Homélie du matin, 21 octobre 2014

« Le chrétien sait attendre Jésus, il est un homme ou une femme d’espérance… Il sait que le Seigneur viendra », déclare le pape François au cours de la messe de ce mardi matin, 21 octobre 2014, à la Maison Sainte-Marthe.

Le pape a commenté l’Évangile de Luc (Lc 12, 35-38) où Jésus exhorte ses disciples à « rester en tenue de service » et la Lettre de saint Paul aux Éphésiens (Eph 2, 12-22).

Sans le Christ, l’homme n’a « pas d’identité », a-t-il souligné en citant saint Paul : « Souvenez-vous qu’en ce temps-là vous n’aviez pas de Messie à attendre, vous n’aviez pas droit de cité dans le peuple de Dieu ».

« Jésus est venu faire [des hommes] des citoyens d’un peuple, il est venu [leur] donner un nom et un prénom », il les a réunis « par son sang » et a abattu « le mur de séparation qui divise ». En effet, lorsque quelqu’un n’est pas en paix avec les autres, « il y a un mur de division » et d’inimitié.

Non seulement les hommes sont devenus des « citoyens du peuple saint, membres de la famille de Dieu » mais le Christ les a réconciliés entre eux et avec Dieu : « les ennemis sont devenus des amis; les étrangers des proches ».

Pour le pape, la condition pour recevoir ce salut de Jésus, c’est de « l’attendre, l’attendre comme les serviteurs avec leur maître » : « Le chrétien est un homme ou une femme qui sait attendre Jésus, donc un homme ou une femme d’espérance… Il sait que le Seigneur viendra. Nul ne connaît l’heure, mais il viendra. »

« En revanche le païen – et les chrétiens se comportent souvent en païens – oublie Jésus, il pense à lui-même, à ses affaires, il n’attend pas Jésus.
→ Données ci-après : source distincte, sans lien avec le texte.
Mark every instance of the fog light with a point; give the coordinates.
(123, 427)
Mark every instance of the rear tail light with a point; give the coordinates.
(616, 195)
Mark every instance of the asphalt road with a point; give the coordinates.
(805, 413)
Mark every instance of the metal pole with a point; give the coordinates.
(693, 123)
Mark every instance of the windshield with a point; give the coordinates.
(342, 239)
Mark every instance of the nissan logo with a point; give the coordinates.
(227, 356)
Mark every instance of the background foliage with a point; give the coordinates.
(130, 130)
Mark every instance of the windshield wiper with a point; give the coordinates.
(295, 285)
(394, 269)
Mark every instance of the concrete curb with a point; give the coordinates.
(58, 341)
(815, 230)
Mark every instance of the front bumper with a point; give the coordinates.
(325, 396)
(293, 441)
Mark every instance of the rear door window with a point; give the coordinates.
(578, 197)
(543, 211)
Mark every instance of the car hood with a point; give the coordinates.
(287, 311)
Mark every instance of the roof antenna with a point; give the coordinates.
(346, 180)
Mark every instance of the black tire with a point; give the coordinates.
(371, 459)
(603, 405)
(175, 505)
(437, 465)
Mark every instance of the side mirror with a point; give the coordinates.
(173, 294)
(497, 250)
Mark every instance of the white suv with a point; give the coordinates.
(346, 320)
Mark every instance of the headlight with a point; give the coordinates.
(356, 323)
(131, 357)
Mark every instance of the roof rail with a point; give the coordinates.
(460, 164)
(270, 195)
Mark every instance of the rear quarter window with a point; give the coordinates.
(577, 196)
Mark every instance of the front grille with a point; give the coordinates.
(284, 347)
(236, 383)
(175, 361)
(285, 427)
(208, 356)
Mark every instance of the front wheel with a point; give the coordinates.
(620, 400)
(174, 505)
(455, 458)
Le païen égoïste fait comme s’il était un dieu: « je me débrouille tout seul ». Et cela finit mal. »

« Celui qui n’attend pas Jésus ferme la porte à Jésus, il ne le laisse pas faire cette œuvre de paix, de communauté, de citoyenneté », a-t-il mis en garde.

Le pape a conclu en proposant un examen de conscience : « Est-ce que je l’attends ou je ne l’attends pas ? Est-ce que je crois en cette espérance ? Ai-je le cœur ouvert pour entendre le bruit, quand il frappe à la porte, quand il ouvre la porte ? »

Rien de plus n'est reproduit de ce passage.